The Isfahan workshop of Rahim Shirani, among Iran's most renowned makers of the Shirani tombak — hand-built walnut and mulberry zarbs graded by the maker's burned seal, from student drums to professional camel-skin instruments.

Persian Tombak specialty
4 works

Shirani is one of Iran’s most established and widely played names in the tombak (also called the tonbak or zarb), the goblet drum at the heart of Persian classical and folk music. Built in the Isfahan workshop of Rahim Shirani, these drums are found in the hands of students and professional percussionists alike across Iran and beyond.

Shirani instruments are known for their mohr (seal) grading: each drum carries the workshop’s burned oval seal, and the number of seals — one, two, or four mohr — signals its grade, rising from student models through semi-professional to fully professional instruments. It is a maker’s mark that has become a recognised shorthand for quality among Persian drummers.

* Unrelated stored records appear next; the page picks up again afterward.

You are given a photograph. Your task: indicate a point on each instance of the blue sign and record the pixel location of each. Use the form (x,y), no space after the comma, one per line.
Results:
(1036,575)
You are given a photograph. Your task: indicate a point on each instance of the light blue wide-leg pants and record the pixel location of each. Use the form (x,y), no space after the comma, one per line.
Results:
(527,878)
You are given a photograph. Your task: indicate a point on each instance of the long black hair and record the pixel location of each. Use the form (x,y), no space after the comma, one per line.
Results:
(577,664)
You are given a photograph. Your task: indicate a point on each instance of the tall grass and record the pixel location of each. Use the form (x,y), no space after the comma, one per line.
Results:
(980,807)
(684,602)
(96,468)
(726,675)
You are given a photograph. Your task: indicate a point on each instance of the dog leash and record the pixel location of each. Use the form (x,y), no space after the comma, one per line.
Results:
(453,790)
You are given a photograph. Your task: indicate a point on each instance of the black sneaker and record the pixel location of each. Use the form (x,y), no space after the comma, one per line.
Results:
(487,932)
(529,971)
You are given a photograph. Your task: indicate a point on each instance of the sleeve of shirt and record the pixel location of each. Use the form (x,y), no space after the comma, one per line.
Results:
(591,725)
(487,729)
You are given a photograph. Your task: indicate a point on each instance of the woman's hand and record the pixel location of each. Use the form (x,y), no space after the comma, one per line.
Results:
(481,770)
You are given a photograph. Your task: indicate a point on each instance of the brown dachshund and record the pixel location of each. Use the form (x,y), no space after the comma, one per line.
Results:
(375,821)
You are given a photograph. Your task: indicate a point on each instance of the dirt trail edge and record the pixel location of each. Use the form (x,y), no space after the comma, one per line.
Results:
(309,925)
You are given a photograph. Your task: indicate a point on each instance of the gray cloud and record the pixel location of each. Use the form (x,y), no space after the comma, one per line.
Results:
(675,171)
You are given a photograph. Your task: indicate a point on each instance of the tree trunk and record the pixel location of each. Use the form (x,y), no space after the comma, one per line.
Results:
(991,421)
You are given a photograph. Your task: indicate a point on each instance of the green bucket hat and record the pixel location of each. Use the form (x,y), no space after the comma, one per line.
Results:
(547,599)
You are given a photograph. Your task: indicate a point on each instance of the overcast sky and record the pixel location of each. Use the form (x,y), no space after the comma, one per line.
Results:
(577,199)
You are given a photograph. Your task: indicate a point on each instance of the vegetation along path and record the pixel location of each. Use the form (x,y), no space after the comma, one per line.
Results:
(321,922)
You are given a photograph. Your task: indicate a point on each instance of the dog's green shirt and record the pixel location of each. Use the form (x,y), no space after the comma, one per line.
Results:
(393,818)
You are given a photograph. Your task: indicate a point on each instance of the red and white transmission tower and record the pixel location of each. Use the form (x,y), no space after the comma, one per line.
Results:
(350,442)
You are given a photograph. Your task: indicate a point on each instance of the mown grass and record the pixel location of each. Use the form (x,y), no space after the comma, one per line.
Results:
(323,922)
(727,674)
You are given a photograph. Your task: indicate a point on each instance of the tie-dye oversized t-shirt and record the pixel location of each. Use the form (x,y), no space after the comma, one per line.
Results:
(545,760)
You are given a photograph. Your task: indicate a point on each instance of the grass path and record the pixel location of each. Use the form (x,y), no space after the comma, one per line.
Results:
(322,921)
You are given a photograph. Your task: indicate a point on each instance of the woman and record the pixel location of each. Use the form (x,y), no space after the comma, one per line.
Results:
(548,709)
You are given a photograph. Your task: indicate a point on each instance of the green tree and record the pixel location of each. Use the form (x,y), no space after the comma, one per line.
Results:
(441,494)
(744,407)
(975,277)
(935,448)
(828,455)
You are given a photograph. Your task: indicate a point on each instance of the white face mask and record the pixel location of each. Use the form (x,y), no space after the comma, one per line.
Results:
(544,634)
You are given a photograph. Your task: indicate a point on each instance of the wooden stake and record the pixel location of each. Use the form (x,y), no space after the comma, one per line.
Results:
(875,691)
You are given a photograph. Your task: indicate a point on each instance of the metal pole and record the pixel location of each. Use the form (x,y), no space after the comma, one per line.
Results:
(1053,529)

The workshop builds its bodies from aged, figured walnut and mulberry — woods prized by Iranian makers for the mature, deep, ringing tone that dense, seasoned timber gives a drum — with some models in ash. Heads range from calfskin and goatskin to camel skin on the premium drums, and special instruments are finished with intricate khatam-kari marquetry. Tapadum carries Shirani within its Persian-classical collection, alongside the santur, setar, and daf makers who shape the sound of the dastgāh repertoire.